Consider just how vast our resources are. The U.S. may well be home to the world’s largest lithium deposit in the McDermitt Caldera, which straddles the Nevada-Oregon border. The Thacker Pass mine is now under construction there. S&P Global recently estimated the U.S. has a copper endowment — the metal of electrification — comparable to Canada and Australia combined. New, extraordinary mineral discoveries and project advances are happening at an astonishing pace. The recent discovery of a major deposit of 16 critical minerals in Utah is a case in point. Even our mine wastes are emerging as invaluable resources for many of the minerals we need but aren’t yet producing.
Our great minerals challenge has never been geology. For decades, it has been policy — policies that have stymied industry, frozen capital flows into domestic mining and pushed investment and production overseas.

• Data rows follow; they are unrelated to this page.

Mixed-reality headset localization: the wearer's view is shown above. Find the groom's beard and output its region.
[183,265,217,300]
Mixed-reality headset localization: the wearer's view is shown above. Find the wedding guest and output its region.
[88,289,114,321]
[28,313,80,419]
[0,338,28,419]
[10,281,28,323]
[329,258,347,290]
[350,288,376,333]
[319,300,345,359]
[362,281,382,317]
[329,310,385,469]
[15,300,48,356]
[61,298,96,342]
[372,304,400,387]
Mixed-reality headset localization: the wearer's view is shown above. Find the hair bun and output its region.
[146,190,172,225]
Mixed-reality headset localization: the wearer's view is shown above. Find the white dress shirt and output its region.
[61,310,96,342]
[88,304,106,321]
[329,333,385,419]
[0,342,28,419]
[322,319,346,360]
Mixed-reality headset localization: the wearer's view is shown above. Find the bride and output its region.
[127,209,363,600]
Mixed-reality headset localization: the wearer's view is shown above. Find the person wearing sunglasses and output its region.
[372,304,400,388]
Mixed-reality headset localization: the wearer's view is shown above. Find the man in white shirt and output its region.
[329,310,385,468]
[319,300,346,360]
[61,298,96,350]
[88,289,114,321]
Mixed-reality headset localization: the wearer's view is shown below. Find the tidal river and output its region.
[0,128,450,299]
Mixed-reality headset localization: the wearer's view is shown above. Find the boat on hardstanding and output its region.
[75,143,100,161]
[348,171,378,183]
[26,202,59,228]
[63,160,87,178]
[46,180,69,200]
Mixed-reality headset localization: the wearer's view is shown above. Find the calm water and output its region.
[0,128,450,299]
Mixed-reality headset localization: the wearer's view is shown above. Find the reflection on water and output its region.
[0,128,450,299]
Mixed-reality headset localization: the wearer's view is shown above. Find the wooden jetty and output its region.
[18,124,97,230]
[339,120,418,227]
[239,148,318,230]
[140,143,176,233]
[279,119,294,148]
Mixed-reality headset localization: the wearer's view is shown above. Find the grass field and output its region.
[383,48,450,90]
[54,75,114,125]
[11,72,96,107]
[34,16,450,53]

The Trump administration — much to its credit — is tackling our minerals crisis with the forcefulness and innovative thinking this moment requires. The momentum to break China’s chokehold on global mineral supplies and rebuild secure, responsive domestic supply chains is real. But these efforts will fail to reach their full potential unless the Senate moves with equal determination.
At the close of 2025, the House passed two deeply important bills that address key obstacles standing in the way of getting more shovels in the ground to turn our minerals promise into productive capacity. We now need the Senate to put them on the president’s desk.
The durable and lasting reforms in the bipartisan Standardizing Permitting and Expediting Economic Development (SPEED) Act are not just a significant step forward in addressing the nation’s mine-permitting challenges, but a leap.
The mine-permitting status quo is simply an outrage. It takes a stunning 29 years to bring a mine online in the U.S., longer than in all other countries but one.
An inefficient National Environmental Policy Act process is a primary contributor to the delays and uncertainty that have become such a specter for the industry. NEPA’s use as a weaponized tool for litigation has allowed this well-intentioned law to stray far from its intended purpose and underlying text. The SPEED Act addresses these challenges head-on.
In addition, the Senate should follow the House and pass the bipartisan Mining Regulatory Clarity Act, which would rectify an egregious court decision, returning land-use interpretation to what it always has been under the General Mining Law. Doing so would provide much-needed regulatory certainty and clarity to miners and cut through red tape holding back investment and production.
Together, these two bills could address some of the tallest self-imposed hurdles to realizing our mining potential and confronting the threat posed by Beijing’s weaponization of global mineral supplies.
Our muscular industrial policy to counter China — robust loans, grants, incentives and even targeted tariffs — will be handcuffed if we can’t permit mines and address glaring sources of uncertainty. As the administration works to mobilize capital, nothing will do more to get Wall Street engaged in mining and shovels in the ground than passing the permitting reform now within reach.
The resources, ingenuity and capital markets are all here. The opportunity before the Senate is tremendous. Now is the moment to turn the page on decades of inaction — on self-imposed mineral insecurity — and confront this crisis with the seriousness it demands.